Dataset Splits Yes When a validation dataset has not been predefined, we randomly split 10% of the training dataset to act as our validation dataset. The best model is tested once on the test set of our datasets, with the best model being chosen based on the epoch with the lowest validation loss... The augmentations that we use for this dataset are that we standardise and take random 32x32 crops during training. At test time, we centre crop the images to 32x32 as defined in (Ribeiro et al., 2020)... 1) Training only on azimuths in (300, 320, 340, 0, 20, 40) and test on azimuths in the range of 60 to 280. 2) Training on the elevations in (30, 35, 40) degrees from horizontal and then testing on elevations in the range of 45 to 70 degrees.
Hardware Specification No The paper states: "We would like to thank the University of Aberdeen s High Performance Computing facility for enabling this work and the anonymous reviewers for their constructive feedback." This is a general mention of a computing facility but lacks specific hardware details like GPU models, CPU models, or memory.
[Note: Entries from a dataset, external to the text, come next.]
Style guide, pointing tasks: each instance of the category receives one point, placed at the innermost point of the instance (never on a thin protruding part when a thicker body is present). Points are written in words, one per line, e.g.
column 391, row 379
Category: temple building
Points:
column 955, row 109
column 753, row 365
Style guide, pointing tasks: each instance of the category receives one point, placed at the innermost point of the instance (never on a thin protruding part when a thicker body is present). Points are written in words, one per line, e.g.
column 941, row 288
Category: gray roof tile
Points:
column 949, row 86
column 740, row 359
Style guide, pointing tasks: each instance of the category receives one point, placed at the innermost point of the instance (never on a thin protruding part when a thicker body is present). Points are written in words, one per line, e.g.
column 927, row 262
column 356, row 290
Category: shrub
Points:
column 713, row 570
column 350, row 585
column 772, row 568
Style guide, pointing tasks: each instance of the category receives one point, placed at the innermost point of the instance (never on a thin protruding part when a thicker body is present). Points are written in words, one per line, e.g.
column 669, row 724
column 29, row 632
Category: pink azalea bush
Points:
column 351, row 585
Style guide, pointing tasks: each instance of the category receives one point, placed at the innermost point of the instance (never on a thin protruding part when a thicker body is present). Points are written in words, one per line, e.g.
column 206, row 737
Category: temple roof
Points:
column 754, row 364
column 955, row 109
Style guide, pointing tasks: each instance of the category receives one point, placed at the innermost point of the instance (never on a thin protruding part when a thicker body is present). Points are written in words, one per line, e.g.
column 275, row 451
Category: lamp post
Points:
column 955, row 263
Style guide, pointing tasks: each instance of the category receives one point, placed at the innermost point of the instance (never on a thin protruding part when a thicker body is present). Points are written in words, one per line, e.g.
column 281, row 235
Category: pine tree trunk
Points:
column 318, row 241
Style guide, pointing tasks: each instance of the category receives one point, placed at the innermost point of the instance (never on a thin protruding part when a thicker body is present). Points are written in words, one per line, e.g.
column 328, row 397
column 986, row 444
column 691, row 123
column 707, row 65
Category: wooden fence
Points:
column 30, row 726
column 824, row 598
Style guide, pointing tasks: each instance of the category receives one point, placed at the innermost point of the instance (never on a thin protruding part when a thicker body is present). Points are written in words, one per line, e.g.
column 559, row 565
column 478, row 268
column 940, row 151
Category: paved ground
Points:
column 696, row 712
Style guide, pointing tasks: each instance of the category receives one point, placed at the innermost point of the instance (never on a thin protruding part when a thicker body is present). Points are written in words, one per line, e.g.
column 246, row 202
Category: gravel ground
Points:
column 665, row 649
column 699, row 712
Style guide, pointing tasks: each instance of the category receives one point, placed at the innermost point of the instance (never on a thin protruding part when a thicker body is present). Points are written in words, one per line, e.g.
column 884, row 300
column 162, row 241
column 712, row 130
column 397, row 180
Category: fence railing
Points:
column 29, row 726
Software Dependencies No The paper mentions using "the SGD optimizer" and "the cosine annealing learning rate scheduler" but does not specify their versions. It also refers to "Pytorch Image Library (TIMM) Wightman (2019)" and "FVCore library FAIR (2023)" with citations, but does not provide specific version numbers for these libraries or the underlying machine learning framework (e.g., PyTorch version).
Experiment Setup Yes All of our experiments follow the same experimental setup. This involves to optionally pretrain the network minus the class capsules for 50 epochs, with 50% of patches removed on either removed patch or whole image reconstruction as a target. We then add the class capsules to our network and fully finetune it for 350 epochs, following the supervised training settings of (Hahn et al., 2019; Everett et al., 2023)... All models use the SGD optimizer with default settings and the cosine annealing learning rate scheduler with a 0.1 initial learning rate.